Just as I feared, the HSPUs were a big struggle. My kipping is off, so my feet hit the wall too early stopping my upward momentum and forcing me to do the last bit strict to lock out. I then lost my balance and came off the wall, which wastes time when you only can do one at a time. Extremely frustrated and physically tired of pressing, I was getting coached by two people I adore and had to let them know that I wasn’t angry at them at all, just myself, and that I did appreciate their help. By the time I had completed 10 of the 25 reps, the rest of the class was already on their run. I took the advice of my coach; I couldn’t safely do any more HSPUs, so I busted out 15 strict pull-ups and went for the run. Running I can do, so that was the only part of last night that wasn’t a struggle for me.
By the time I was finally done, I didn’t feel like I usually do at the end of a good workout. It WAS a good workout, but it didn’t relieve my stress because of my own turmoil during it. But as I drove home I was able to turn the whole thing over in my head and really come to terms with it. My first thoughts on the subject that this moment, more than any other, is why I absolutely love CrossFit.
This entire session was an internal battle with myself. But, when I look at it, I was never alone in that struggle. Despite what some people might say, CrossFit isn’t about doing stupid/dangerous movements that can hurt you just for the glory of it. CrossFit is all about community and being your best self. In the times I feel like I am failing, the community (my friends) picks me up and encourage me to keep trying. There is no shortage in coaching; most people will stop what they’re doing if you look like you’re struggling. I have fantastic coaches at my disposal that give me alternatives so that I don’t injure myself, watch my form, and give me the stepping stones to get where I want to go.

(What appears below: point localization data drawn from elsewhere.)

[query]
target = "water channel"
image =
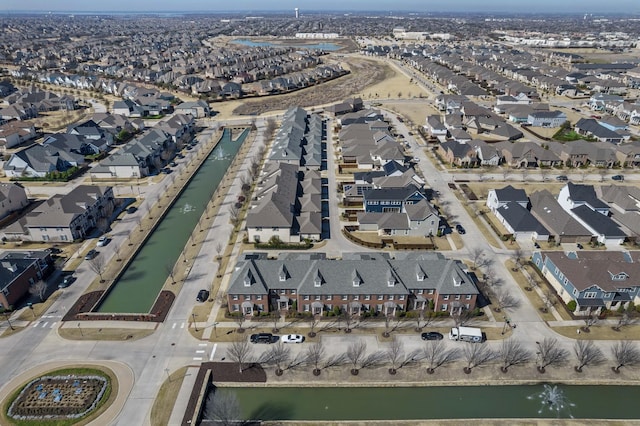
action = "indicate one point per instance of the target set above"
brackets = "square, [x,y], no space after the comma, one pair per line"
[454,402]
[142,280]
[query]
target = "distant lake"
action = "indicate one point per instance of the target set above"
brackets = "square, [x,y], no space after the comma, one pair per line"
[302,45]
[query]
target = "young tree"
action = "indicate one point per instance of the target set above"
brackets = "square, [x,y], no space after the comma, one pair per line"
[477,254]
[626,354]
[315,355]
[356,352]
[512,353]
[587,353]
[278,355]
[97,265]
[506,300]
[437,355]
[625,319]
[476,355]
[550,353]
[589,320]
[240,353]
[223,407]
[39,289]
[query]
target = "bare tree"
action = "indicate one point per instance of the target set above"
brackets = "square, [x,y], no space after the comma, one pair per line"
[476,355]
[587,353]
[356,352]
[313,321]
[239,318]
[315,355]
[589,321]
[278,355]
[437,355]
[97,265]
[39,289]
[550,353]
[506,300]
[240,353]
[626,354]
[222,407]
[625,319]
[477,254]
[513,353]
[275,318]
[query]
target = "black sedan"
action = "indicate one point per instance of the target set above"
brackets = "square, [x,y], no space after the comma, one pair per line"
[431,335]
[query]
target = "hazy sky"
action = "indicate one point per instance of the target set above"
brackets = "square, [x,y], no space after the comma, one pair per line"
[578,6]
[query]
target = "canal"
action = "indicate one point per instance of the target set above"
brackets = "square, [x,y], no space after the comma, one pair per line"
[142,280]
[455,402]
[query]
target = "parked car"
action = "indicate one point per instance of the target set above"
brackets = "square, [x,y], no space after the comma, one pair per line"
[431,335]
[267,338]
[202,295]
[292,338]
[66,281]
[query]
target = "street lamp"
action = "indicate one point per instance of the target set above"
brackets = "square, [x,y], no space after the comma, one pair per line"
[195,324]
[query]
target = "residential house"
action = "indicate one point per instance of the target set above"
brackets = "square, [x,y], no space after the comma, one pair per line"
[19,270]
[595,280]
[13,197]
[65,218]
[546,118]
[497,198]
[355,284]
[563,228]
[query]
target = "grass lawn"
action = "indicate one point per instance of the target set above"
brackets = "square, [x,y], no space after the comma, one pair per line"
[166,398]
[91,333]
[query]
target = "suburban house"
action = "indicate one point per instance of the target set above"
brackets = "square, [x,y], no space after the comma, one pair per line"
[357,283]
[595,280]
[13,198]
[65,218]
[14,133]
[520,222]
[299,140]
[546,118]
[40,161]
[18,271]
[497,198]
[590,127]
[581,202]
[420,219]
[287,205]
[563,228]
[198,109]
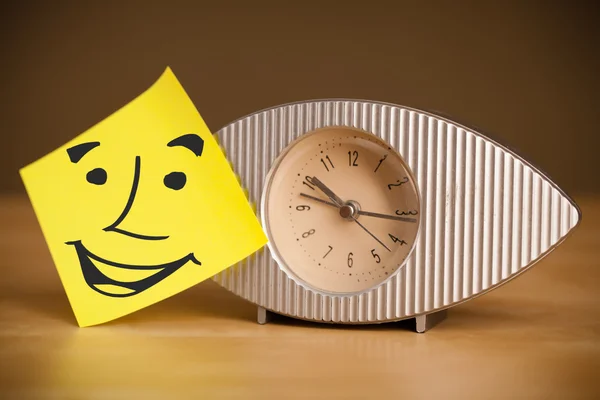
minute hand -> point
(339, 202)
(386, 216)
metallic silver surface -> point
(488, 214)
(427, 321)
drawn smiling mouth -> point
(128, 280)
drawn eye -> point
(175, 180)
(97, 176)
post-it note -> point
(141, 206)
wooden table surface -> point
(538, 337)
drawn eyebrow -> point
(80, 150)
(191, 141)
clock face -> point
(341, 209)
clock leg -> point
(263, 315)
(428, 321)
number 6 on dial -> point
(378, 212)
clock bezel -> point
(264, 199)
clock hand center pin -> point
(348, 210)
(361, 212)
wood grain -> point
(538, 337)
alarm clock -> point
(376, 212)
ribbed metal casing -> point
(488, 214)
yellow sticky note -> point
(141, 206)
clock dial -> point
(341, 209)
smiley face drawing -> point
(94, 277)
(141, 206)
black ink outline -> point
(93, 276)
(191, 141)
(113, 227)
(78, 151)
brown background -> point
(525, 72)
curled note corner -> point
(141, 206)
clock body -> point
(431, 212)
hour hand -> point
(339, 202)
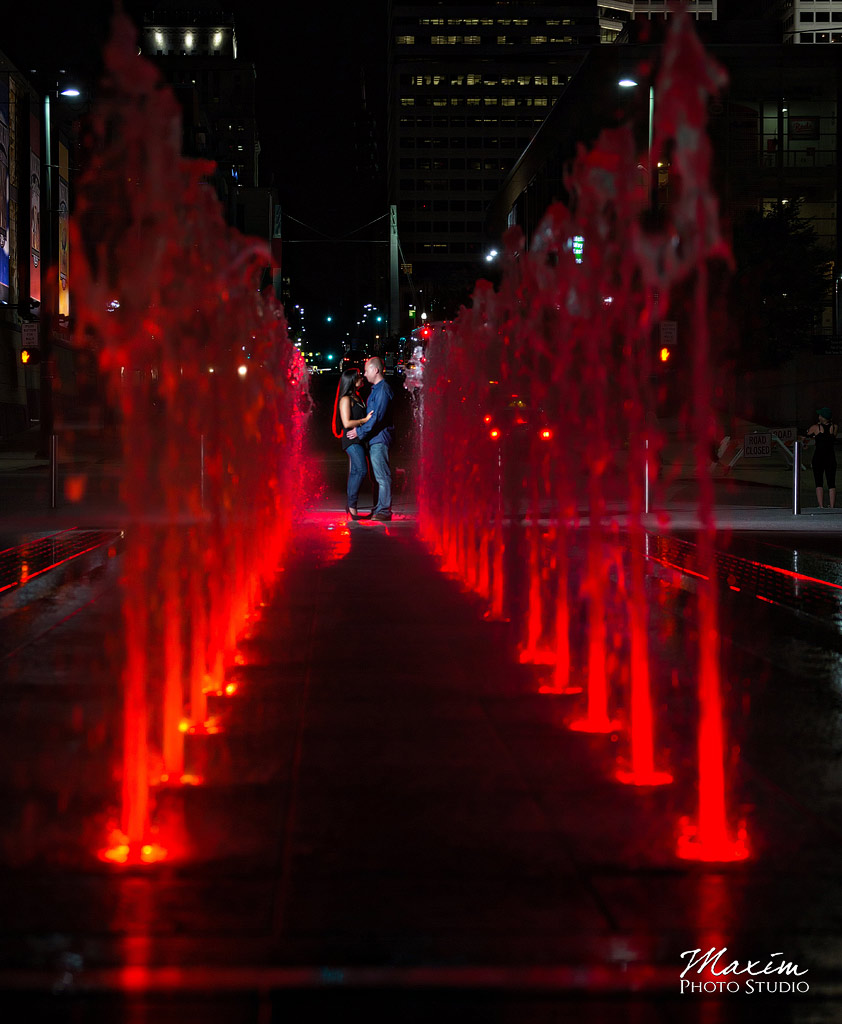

The other important piece to this is that I need to alter my own expectations. Just because some movements I’m naturally good at, does not, for one second mean that one day I will walk up to that wall and bang out 10 HSPUs. I have to practice them at open gyms and in my free time. I have to lower the weight on my overhead lifts in order to work on my technique. I have to try to give myself time to mobilize my shoulders before lifts. I have to put in the work to get better.
I wasn’t defeated last night; I was just made more aware of what I need to work on. On that day that I can bust out 10 HSPUs, it may be sweeter than any other victory I’ve had.